The next day we proceeded with our hike. My friend and I did this loop about three years ago. That time was my first backpacking trip (my friend disagreed) but I had plenty of memories from it because we did the whole thing in one day with a full pack on our back (and we were very miserable). This second time around we did it in a more relaxing way. Instead of hiking 28 miles in one day, we only hiked about 16 miles on the first day and finished the rest on the second. We camped somewhere in the middle. It was a good campground. I built a fire and tended it until backpacker midnight (when the sun went down and got completely dark) and I put it out and on the next day I bravely put my hand in the ash to make sure the ambers were completely out. Water was not plenty but still I pored water on the coals (I could pee on them, but I don’t think the ladies in our group would like that).

The next day, we finished the loop except we put in some extra miles after being confused by the signage and map. They changed the trail and the change was not on the map (at least that what we think). We had to rely on intuition and logic to get us ou of the place thanks to a very experience hiker in our group. He had a great sense of direction, otherwise we would still be looping at where we were lost for couple more times! Hey we all have our phones and gps, but none of us could make head or tail exactly where we were. We were lost for about an hour. I learnd some important old school navigation skills (love Sharron!). You don’t need map or signs if you use your head.

The rest of the trip was uneventful. We got out of the woods by early afternoon. I was in good shape. I ran this loop back in June and hiking it was not a challenge at all. It was no doubt considered one of the harder trail to run or hike, but splitting it into two days was really too easy.

Don’t ask me how I don’t remember the trail even though I was on it as recently as couple months ago. My friend I should start remembering stuffs. Haha! I really don’t bother remember unimportant stuffs.

Another thing I did differently on this trip was I carry a 28L bag (like a normal school backpack) and it was small and light weight. I was very light on my feet. It was a bit too heavy to run with, but I could have. I didn’t bring a tent but slept under the stars. It was cold at night but it was not too bad. The temperature was around 50-60F (around 10-15C).

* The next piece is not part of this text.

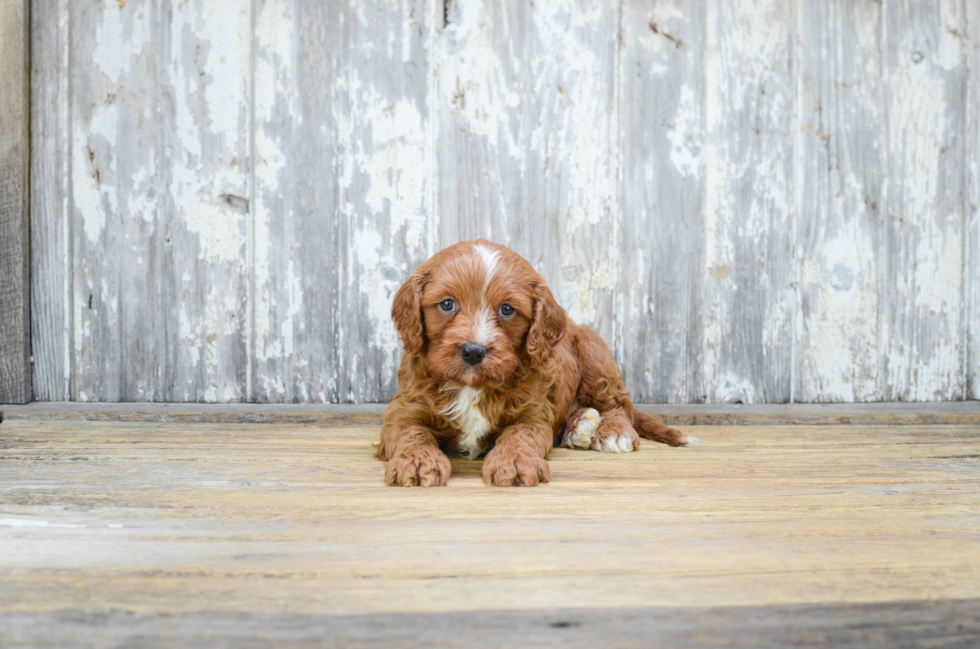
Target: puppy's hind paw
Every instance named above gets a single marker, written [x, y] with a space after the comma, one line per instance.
[418, 467]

Couple times I was awaken by the cold and I had to move around in my sleeping bag to warm up (I slept in my undies). I didn’t bring long johns; didn’t need them. My friend said I must have a higher body temperature. I had my downs sleeping bag though, and that kept me warm enough.

I surprised myself to be able to pull off being minimalist on a camping trip. It can be quite dangerous because I could have frozen to death.